Summary 1
King et al. conducted a large-scale experimental study of censorship in China by creating their own social media websites, submitting different posts, and observing how these were reviewed and/or censored. They obtained technical know-how in the use of automatic censorship software from the support services of the hosting company. Based on user guides, documentation, and personal interviews, the authors deduced that most social media websites in China conduct an automatic review through keyword matching. The keywords are generally hand-curated. They reverse-engineer the keyword list by posting their own content and observing which posts get through. Finally, the authors find that posts that invoke collective action are censored as compared to criticisms of the government or its leaders.
Reflection 1
King et al. conduct fascinating research in the censorship domain. (The paper felt as much a covert spy operation as research work). The most interesting observation from the paper is that posts about collective action are censored, but not those that criticise the government. This is labeled the collection action hypothesis vs. state critique hypothesis. This means two things – negative posts about the government are not filtered, and positive posts about the government can get filtered. The paper also finds that automated reviews are not very useful. The authors observe a few edge cases too – posts about corruption, wrongdoing, senior leaders in the government (however innocuous their actions might be), and sensitive topics such as Tibet are automatically censored. These may not bring about any collective action, either online or offline, but are still deemed censor-worthy. The paper makes the claim that certain topics are censored irrespective of whether they are for or against the topic.
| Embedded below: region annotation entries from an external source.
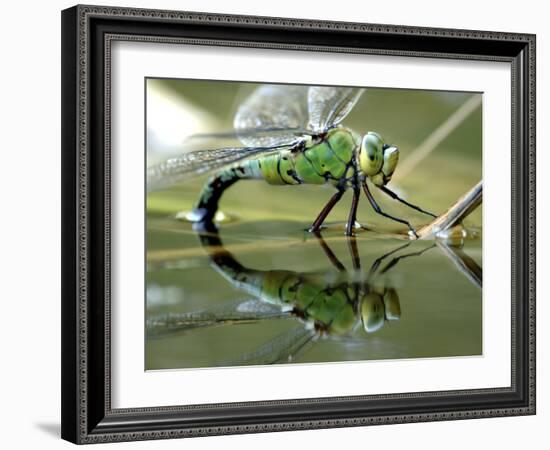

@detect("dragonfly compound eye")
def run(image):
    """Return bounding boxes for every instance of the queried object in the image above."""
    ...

[359,131,384,177]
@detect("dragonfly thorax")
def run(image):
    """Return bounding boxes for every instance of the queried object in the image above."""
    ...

[359,131,399,186]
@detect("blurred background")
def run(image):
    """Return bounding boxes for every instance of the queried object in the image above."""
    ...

[146,79,482,369]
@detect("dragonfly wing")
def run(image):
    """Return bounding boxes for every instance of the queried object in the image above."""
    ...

[147,141,297,191]
[217,325,317,367]
[307,86,364,131]
[233,84,308,146]
[147,299,290,337]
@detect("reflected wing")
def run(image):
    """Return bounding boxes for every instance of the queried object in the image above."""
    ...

[307,86,364,131]
[146,299,290,337]
[217,325,317,367]
[147,141,297,191]
[233,84,308,147]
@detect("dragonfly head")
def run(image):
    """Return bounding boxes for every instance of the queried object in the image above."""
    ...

[359,131,399,186]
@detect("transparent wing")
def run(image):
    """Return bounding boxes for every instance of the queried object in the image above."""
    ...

[307,86,364,131]
[233,84,308,147]
[217,325,317,367]
[147,141,297,191]
[146,299,290,337]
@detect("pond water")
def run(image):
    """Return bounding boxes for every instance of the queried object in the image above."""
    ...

[146,188,482,369]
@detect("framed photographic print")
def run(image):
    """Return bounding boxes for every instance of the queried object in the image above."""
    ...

[62,6,535,443]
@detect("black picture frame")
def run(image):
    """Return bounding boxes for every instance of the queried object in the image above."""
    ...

[61,5,535,444]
I came across another paper by the same set of authors from 2017 – King, Gary, Jennifer Pan, and Margaret E. Roberts. “How the Chinese government fabricates social media posts for strategic distraction, not engaged argument.” American Political Science Review 111.3 (2017): 484-501. If censorship is one side of the coin, then bots and sockpuppets constitute the other. It would not be too difficult to imagine “official” posts by the Chinese government that favor their point of view and distract the community from more relevant issues.
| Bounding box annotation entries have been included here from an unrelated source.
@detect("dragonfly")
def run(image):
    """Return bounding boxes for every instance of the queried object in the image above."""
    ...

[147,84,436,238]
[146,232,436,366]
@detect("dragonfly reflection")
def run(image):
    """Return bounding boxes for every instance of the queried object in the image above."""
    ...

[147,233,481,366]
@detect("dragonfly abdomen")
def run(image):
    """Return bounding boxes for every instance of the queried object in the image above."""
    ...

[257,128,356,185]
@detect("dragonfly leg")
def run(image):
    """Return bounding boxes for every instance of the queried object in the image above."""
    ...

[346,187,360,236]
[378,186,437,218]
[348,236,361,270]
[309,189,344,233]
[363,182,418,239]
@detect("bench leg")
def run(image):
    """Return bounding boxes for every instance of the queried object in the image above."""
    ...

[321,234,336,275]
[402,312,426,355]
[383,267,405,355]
The paper threw open several interesting questions. Firstly, is there punishment for writing posts that go against the country policy? Secondly, the Internet infrastructure in China must be enormous. From a systems scale, do they ensure each and every post goes through their censorship system?
Summary 2
The second paper by Hiruncharoenvate et al. carries the idea of keyword-based censoring forward. They base their paper on the observation that activists have employed homophones of censored words to get past automated reviews. The authors develop a non-deterministic algorithm that generates homophones for the censored keywords. They suggest that homophone transformations would cost Sina Weibo an additional 15 hours per keyword per day. They also find that posts with homophones tend to stay 3 times longer on the site on average. The authors also tie up the paper by demonstrating that native Chinese readers did not face any confusion while reading the homophones – i.e. they were able to decipher their true meaning.
Reflection 2
Of all the papers we have read for the Computational Social Science, I found this paper to be the most engaging, and I liked the treatment of their motivations, design of experiments, results, and discussions. However, I also felt disconnected because of the language barrier. I feel natural language processing tasks in Mandarin can be very different from that in English. Therefore, I was intrigued by the choice of algorithms (tf-idf) that the authors use to obtain censored keywords, and then further downstream processing. I am curious to hear how the structure of Mandarin influences NLP tasks from a native Chinese speaker!
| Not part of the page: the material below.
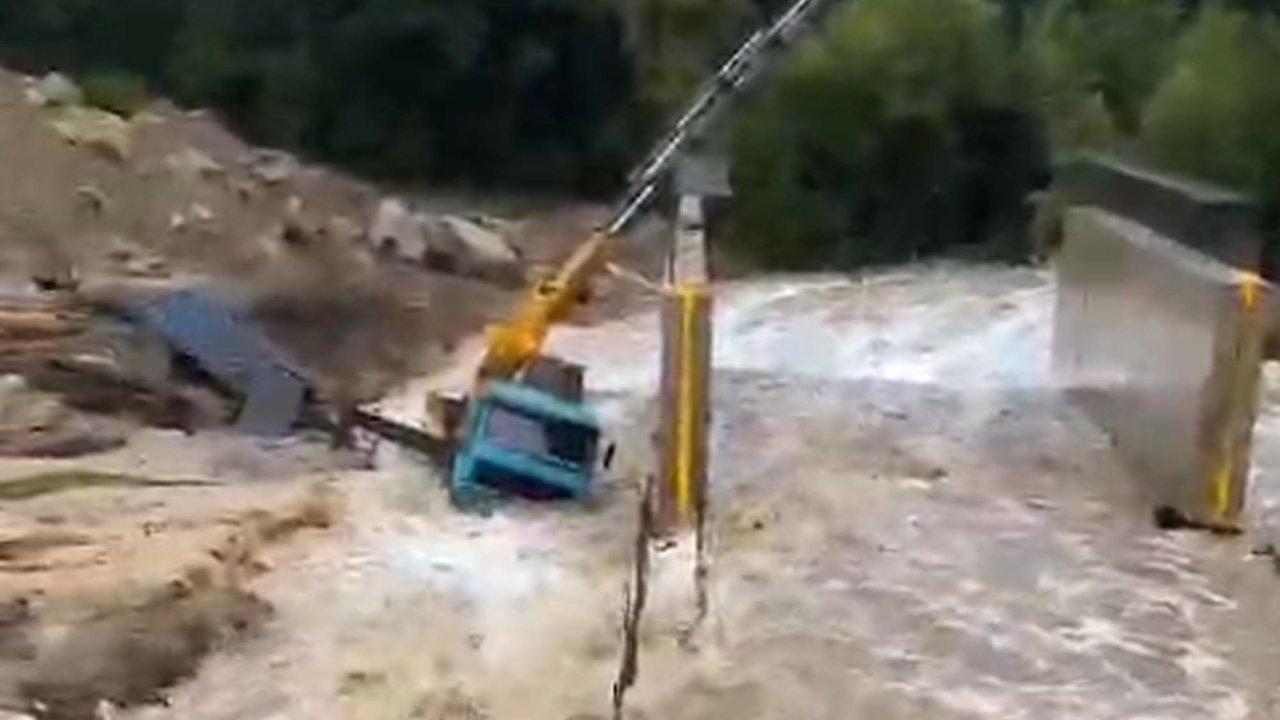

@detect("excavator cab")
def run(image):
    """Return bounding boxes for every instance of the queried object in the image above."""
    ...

[451,359,600,507]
I liked Experiment 2 and the questions in the AMT task. The questions were unbiased and actually evaluate if the person understood which words were mutated.
However, the paper also raised other research questions. Given the publication of this algorithm, how easy is it to reverse engineer the homophone generation and block posts that contain the homophones as well? They keyword-matching algorithm could be tweaked just a little to add homophones to the list, and checking if several of these homophones occurred together or with other banned keywords.
Finally, I am also interested in the definitions of free speech and how they are implemented across different countries. I am unable to draw the line between promoting free speech and respecting the sovereignty of a nation and I am open to hearing perspectives from the class about these issues.